Efficient nonlinear witnessing of non-absolutely separable states with lossy detectors
Ayan Patra, Shiladitya Mal, Aditi Sen De

TL;DR
This paper demonstrates that nonlinear witness operators are more effective than linear ones in detecting non-absolutely separable states, and establishes detector efficiency thresholds to prevent false positives in quantum state identification.
Contribution
It introduces nonlinear witness operators for improved detection of non-absolutely separable states and analyzes detector efficiency thresholds to close detection loopholes.
Findings
Nonlinear witnesses outperform linear ones in identifying non-absolutely separable states.
Critical detector efficiency thresholds are established to prevent false detection.

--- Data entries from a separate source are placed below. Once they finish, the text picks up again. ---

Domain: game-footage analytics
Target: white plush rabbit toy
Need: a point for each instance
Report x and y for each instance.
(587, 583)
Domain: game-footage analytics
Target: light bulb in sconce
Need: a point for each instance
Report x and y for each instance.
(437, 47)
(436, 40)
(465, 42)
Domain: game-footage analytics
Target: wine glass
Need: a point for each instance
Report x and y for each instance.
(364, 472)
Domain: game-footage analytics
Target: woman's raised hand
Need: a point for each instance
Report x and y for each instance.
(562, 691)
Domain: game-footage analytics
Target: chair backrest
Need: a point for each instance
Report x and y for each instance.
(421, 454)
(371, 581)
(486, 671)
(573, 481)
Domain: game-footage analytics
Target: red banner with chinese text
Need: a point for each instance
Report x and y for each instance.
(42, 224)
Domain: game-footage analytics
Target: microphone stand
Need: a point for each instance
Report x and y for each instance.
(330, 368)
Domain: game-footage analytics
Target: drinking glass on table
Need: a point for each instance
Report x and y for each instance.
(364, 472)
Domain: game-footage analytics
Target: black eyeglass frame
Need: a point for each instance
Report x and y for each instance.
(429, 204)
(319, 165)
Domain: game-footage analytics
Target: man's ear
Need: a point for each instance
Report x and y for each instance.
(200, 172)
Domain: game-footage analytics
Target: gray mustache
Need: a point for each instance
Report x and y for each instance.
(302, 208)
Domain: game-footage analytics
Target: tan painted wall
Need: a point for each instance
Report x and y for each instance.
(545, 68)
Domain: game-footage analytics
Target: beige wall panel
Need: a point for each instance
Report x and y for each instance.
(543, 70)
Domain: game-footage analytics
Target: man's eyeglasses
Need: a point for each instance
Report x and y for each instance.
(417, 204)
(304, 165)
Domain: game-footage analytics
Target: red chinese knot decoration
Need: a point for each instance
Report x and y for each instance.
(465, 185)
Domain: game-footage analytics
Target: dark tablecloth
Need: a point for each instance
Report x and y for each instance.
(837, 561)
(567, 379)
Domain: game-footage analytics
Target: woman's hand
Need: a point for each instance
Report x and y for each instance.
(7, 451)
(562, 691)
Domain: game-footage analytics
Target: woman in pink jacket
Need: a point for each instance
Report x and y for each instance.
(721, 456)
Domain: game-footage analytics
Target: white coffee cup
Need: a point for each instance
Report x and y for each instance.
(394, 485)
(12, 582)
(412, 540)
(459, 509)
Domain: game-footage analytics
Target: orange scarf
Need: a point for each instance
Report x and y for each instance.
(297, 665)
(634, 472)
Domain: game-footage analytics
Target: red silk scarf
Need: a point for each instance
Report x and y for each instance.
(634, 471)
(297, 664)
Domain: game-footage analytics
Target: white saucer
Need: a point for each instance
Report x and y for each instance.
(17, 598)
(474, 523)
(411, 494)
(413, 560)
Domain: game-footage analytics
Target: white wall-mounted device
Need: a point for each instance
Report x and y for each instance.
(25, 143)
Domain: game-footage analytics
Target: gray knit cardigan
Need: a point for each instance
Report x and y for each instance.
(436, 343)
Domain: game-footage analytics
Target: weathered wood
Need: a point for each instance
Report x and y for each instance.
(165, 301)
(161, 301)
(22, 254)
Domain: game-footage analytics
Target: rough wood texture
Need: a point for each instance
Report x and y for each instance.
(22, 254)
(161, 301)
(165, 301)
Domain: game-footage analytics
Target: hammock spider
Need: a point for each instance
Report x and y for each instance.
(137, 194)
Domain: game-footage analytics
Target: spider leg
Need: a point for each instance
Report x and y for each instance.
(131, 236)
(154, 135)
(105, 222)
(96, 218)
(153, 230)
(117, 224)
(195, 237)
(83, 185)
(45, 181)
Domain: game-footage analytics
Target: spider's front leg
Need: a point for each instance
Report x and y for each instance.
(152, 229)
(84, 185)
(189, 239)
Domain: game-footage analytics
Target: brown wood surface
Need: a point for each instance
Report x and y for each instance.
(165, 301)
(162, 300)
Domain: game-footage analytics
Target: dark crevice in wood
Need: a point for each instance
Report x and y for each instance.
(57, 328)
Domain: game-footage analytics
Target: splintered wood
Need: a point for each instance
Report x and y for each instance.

Examples across various dimensions illustrate the effectiveness of the proposed method.
Abstract
Entangled states are undoubtedly an integral part of various quantum information processing tasks. On the other hand, absolutely separable states which cannot be made entangled under any global unitary operations are useless from the resource theoretic perspective, and hence identifying non-absolutely separable states can be an important issue for designing quantum technologies. Here we report that nonlinear witness operators provide significant improvements in detecting non-absolutely separable states over their linear analogs, by invoking examples of states in various dimensions. We also address the problem of closing detection loophole and find critical efficiency of detectors above which no fake detection of non-absolutely separable (non-absolutely positive partial transposed) states is possible.